Philosophy of Language: On the Nature of Signs
In my hand I have a rock.
In the palm of my hand a rounded rock, cool and hard to the touch.
The rock means nothing.
For no reason it feels pleasant in my hand.
Because it seems to “fit”?
A rock is not a sign. A rock is a sign.
This particular rock has been shaped by human hands.
Tumbled with other types of hard materials.
Polished, but without glaze or chemical.
Rubbed by many hands, and time.
This rock was a gift to me.
It came with a story.
The story goes like this:
“In some human cultures objects are granted significance (that is, they are made participatory in the nature of signs: objects that carry ideological import, symbolizing ideas and ideologies, thoughts or beliefs – become participants in consciousness). Specific cultures embue certain rocks (geological formations) with such significance. In the culture (social community) this rock originates from, it is designated a “lingam rock,” a rock arbitrarily filled with gendered and generative signification. In Hindu religion it represents a beginning and endless pillar, signing infinity and male creative energy. Its correspondent form, the “yoni rock” form symbolizes the goddess, female creative energies. Together, the inseparable principles of gendered existence, the totality of creative forces. It is smoothly oblong, roughly the shape of a woman’s vagina, and an elongated sphere differently colored at one end, something like a man’s penis. The signification of the object “fits” given the signage (or images) already existing in our human experience.
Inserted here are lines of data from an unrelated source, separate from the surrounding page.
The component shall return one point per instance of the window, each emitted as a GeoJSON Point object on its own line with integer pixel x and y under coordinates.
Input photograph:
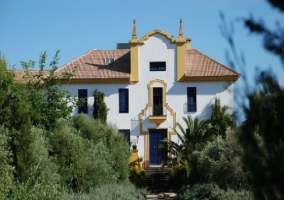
{"type": "Point", "coordinates": [157, 101]}
{"type": "Point", "coordinates": [126, 134]}
{"type": "Point", "coordinates": [123, 100]}
{"type": "Point", "coordinates": [109, 60]}
{"type": "Point", "coordinates": [187, 134]}
{"type": "Point", "coordinates": [157, 66]}
{"type": "Point", "coordinates": [83, 94]}
{"type": "Point", "coordinates": [191, 99]}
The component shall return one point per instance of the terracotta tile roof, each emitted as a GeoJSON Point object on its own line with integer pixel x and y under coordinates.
{"type": "Point", "coordinates": [21, 75]}
{"type": "Point", "coordinates": [92, 65]}
{"type": "Point", "coordinates": [199, 65]}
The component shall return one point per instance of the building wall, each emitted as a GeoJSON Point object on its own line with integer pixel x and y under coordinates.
{"type": "Point", "coordinates": [156, 48]}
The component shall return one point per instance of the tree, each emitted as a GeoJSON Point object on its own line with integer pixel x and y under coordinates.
{"type": "Point", "coordinates": [194, 137]}
{"type": "Point", "coordinates": [100, 109]}
{"type": "Point", "coordinates": [220, 162]}
{"type": "Point", "coordinates": [262, 139]}
{"type": "Point", "coordinates": [262, 131]}
{"type": "Point", "coordinates": [49, 101]}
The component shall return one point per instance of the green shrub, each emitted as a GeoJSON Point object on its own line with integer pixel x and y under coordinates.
{"type": "Point", "coordinates": [118, 148]}
{"type": "Point", "coordinates": [137, 174]}
{"type": "Point", "coordinates": [85, 163]}
{"type": "Point", "coordinates": [220, 162]}
{"type": "Point", "coordinates": [109, 192]}
{"type": "Point", "coordinates": [6, 168]}
{"type": "Point", "coordinates": [211, 192]}
{"type": "Point", "coordinates": [178, 175]}
{"type": "Point", "coordinates": [42, 180]}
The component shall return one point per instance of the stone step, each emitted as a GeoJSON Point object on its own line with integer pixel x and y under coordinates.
{"type": "Point", "coordinates": [157, 180]}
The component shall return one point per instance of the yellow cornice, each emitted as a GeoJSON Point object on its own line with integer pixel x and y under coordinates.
{"type": "Point", "coordinates": [157, 31]}
{"type": "Point", "coordinates": [99, 80]}
{"type": "Point", "coordinates": [232, 78]}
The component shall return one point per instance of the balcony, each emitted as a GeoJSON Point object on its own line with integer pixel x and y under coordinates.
{"type": "Point", "coordinates": [158, 114]}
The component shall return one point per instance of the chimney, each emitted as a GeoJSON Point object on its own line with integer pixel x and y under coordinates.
{"type": "Point", "coordinates": [187, 44]}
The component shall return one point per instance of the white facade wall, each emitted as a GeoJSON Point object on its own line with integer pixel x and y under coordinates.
{"type": "Point", "coordinates": [156, 48]}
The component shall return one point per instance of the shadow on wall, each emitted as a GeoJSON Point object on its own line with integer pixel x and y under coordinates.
{"type": "Point", "coordinates": [202, 88]}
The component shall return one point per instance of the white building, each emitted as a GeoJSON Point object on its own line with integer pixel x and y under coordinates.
{"type": "Point", "coordinates": [150, 84]}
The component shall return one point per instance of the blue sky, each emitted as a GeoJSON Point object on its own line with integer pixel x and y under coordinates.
{"type": "Point", "coordinates": [30, 27]}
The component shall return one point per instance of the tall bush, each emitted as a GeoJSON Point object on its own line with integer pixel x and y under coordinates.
{"type": "Point", "coordinates": [107, 134]}
{"type": "Point", "coordinates": [6, 167]}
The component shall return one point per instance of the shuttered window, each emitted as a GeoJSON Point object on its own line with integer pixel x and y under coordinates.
{"type": "Point", "coordinates": [191, 99]}
{"type": "Point", "coordinates": [123, 100]}
{"type": "Point", "coordinates": [83, 93]}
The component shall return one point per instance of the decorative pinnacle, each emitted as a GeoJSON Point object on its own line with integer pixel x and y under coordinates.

It is believed by some that those who pocket and finger this rock regularly will garner sexual vitality and increased generative activity.”
Periodically I handle this rock.
Mostly I keep it on the surface of my writing desk as a reminder of the strangeness and possibilities of semiotic realities.
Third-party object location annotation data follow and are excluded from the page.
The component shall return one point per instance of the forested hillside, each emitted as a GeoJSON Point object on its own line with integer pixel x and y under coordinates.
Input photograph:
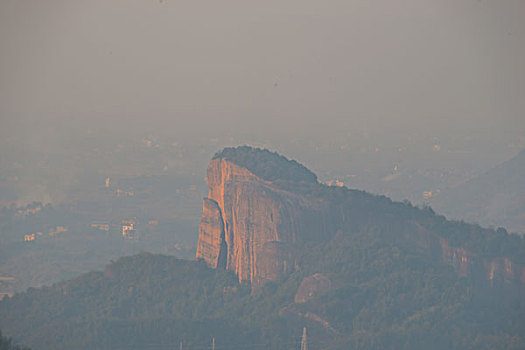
{"type": "Point", "coordinates": [384, 275]}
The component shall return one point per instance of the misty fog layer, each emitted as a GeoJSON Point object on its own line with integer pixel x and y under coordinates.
{"type": "Point", "coordinates": [302, 67]}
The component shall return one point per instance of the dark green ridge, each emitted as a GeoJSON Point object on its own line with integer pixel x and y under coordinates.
{"type": "Point", "coordinates": [266, 164]}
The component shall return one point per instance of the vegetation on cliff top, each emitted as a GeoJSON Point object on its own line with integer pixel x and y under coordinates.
{"type": "Point", "coordinates": [388, 292]}
{"type": "Point", "coordinates": [267, 165]}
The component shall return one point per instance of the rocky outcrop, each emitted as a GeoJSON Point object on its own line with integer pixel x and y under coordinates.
{"type": "Point", "coordinates": [249, 225]}
{"type": "Point", "coordinates": [255, 213]}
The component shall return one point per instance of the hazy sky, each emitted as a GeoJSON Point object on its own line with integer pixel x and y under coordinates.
{"type": "Point", "coordinates": [293, 66]}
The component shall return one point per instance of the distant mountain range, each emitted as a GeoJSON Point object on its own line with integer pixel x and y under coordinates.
{"type": "Point", "coordinates": [496, 198]}
{"type": "Point", "coordinates": [278, 251]}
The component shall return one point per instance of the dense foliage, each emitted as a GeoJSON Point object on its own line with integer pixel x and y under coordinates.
{"type": "Point", "coordinates": [267, 165]}
{"type": "Point", "coordinates": [390, 289]}
{"type": "Point", "coordinates": [7, 344]}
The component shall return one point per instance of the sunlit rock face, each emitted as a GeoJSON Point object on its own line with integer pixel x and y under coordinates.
{"type": "Point", "coordinates": [249, 225]}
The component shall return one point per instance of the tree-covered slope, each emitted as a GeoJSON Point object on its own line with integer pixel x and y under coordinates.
{"type": "Point", "coordinates": [267, 165]}
{"type": "Point", "coordinates": [388, 275]}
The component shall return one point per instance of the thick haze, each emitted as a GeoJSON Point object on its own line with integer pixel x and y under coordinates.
{"type": "Point", "coordinates": [276, 68]}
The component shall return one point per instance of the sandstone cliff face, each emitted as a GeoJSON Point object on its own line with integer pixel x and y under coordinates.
{"type": "Point", "coordinates": [248, 225]}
That, given my physical form, a body that stands for itself and contains particular matters, but also a complete surface ever open to an external world, that what is interior and what is perceived to be exterior are constantly referencing one another in uncountable ways.
That making words on paper is an objectification of signs. As is speech, or uttering.
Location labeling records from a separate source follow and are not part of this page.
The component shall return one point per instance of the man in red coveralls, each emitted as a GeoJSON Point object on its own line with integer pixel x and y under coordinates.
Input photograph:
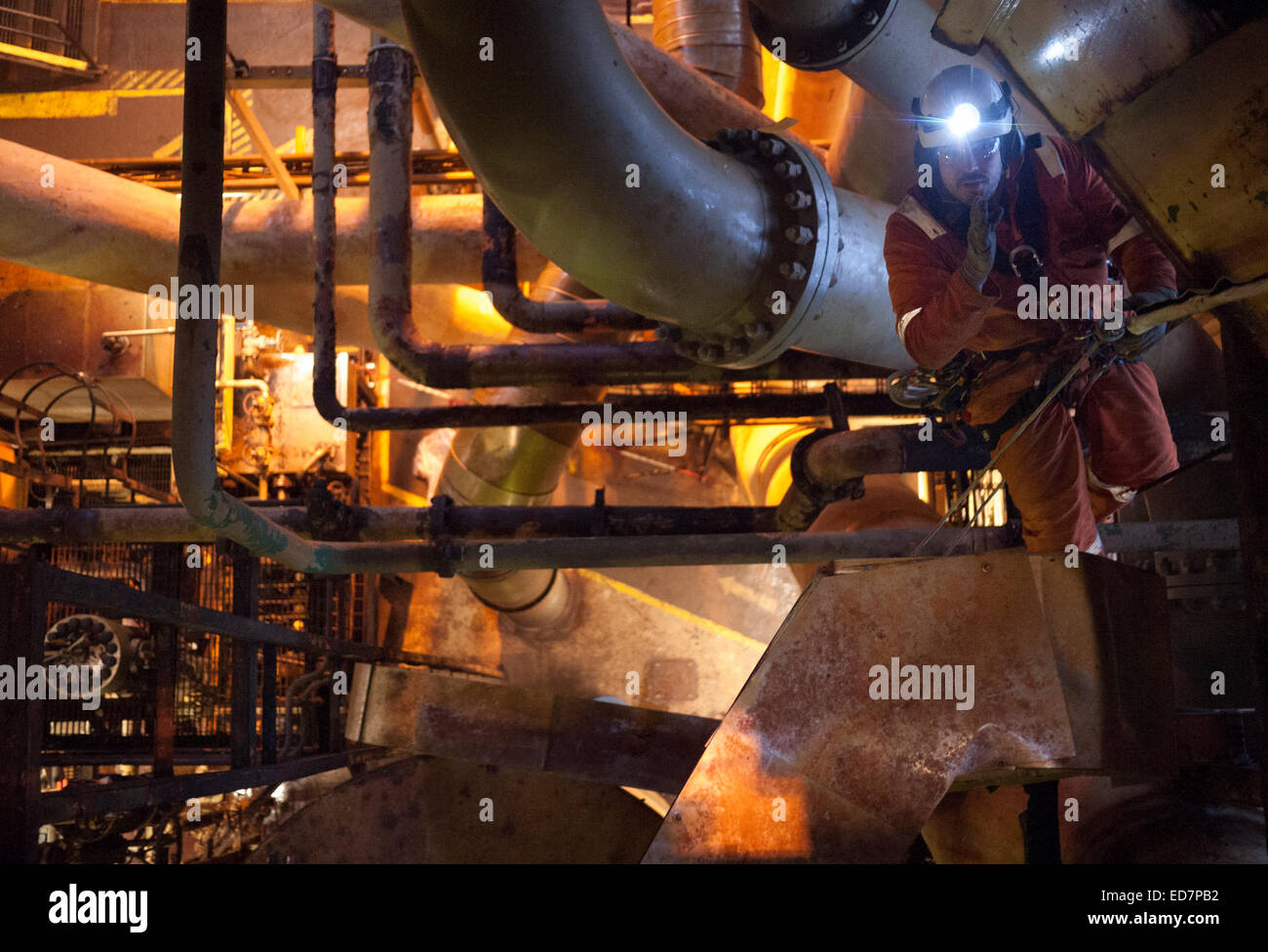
{"type": "Point", "coordinates": [987, 193]}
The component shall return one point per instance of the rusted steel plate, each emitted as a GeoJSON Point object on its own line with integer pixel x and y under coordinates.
{"type": "Point", "coordinates": [525, 728]}
{"type": "Point", "coordinates": [815, 761]}
{"type": "Point", "coordinates": [1108, 626]}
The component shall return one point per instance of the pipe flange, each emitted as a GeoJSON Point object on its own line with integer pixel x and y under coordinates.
{"type": "Point", "coordinates": [803, 237]}
{"type": "Point", "coordinates": [829, 47]}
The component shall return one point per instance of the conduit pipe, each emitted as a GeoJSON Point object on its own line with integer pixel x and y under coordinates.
{"type": "Point", "coordinates": [457, 367]}
{"type": "Point", "coordinates": [628, 203]}
{"type": "Point", "coordinates": [886, 46]}
{"type": "Point", "coordinates": [64, 525]}
{"type": "Point", "coordinates": [829, 461]}
{"type": "Point", "coordinates": [693, 100]}
{"type": "Point", "coordinates": [520, 466]}
{"type": "Point", "coordinates": [99, 227]}
{"type": "Point", "coordinates": [195, 342]}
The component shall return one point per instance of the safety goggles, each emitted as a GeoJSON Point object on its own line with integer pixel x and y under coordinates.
{"type": "Point", "coordinates": [960, 151]}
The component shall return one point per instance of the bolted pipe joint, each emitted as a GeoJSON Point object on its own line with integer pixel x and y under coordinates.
{"type": "Point", "coordinates": [802, 241]}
That “experience” takes place in this no-place, some liminal border between internal and external, coequally shaping and inventing, structuring and expanding or diminishing one another, ever in flux.
In my hand I have a rock.
In the palm of my hand, a rounded rock, cool and hard on my skin.
The rock means nothing or anything.
For no reason it feels pleasant there.
Or perhaps because it “fits.” With anything else.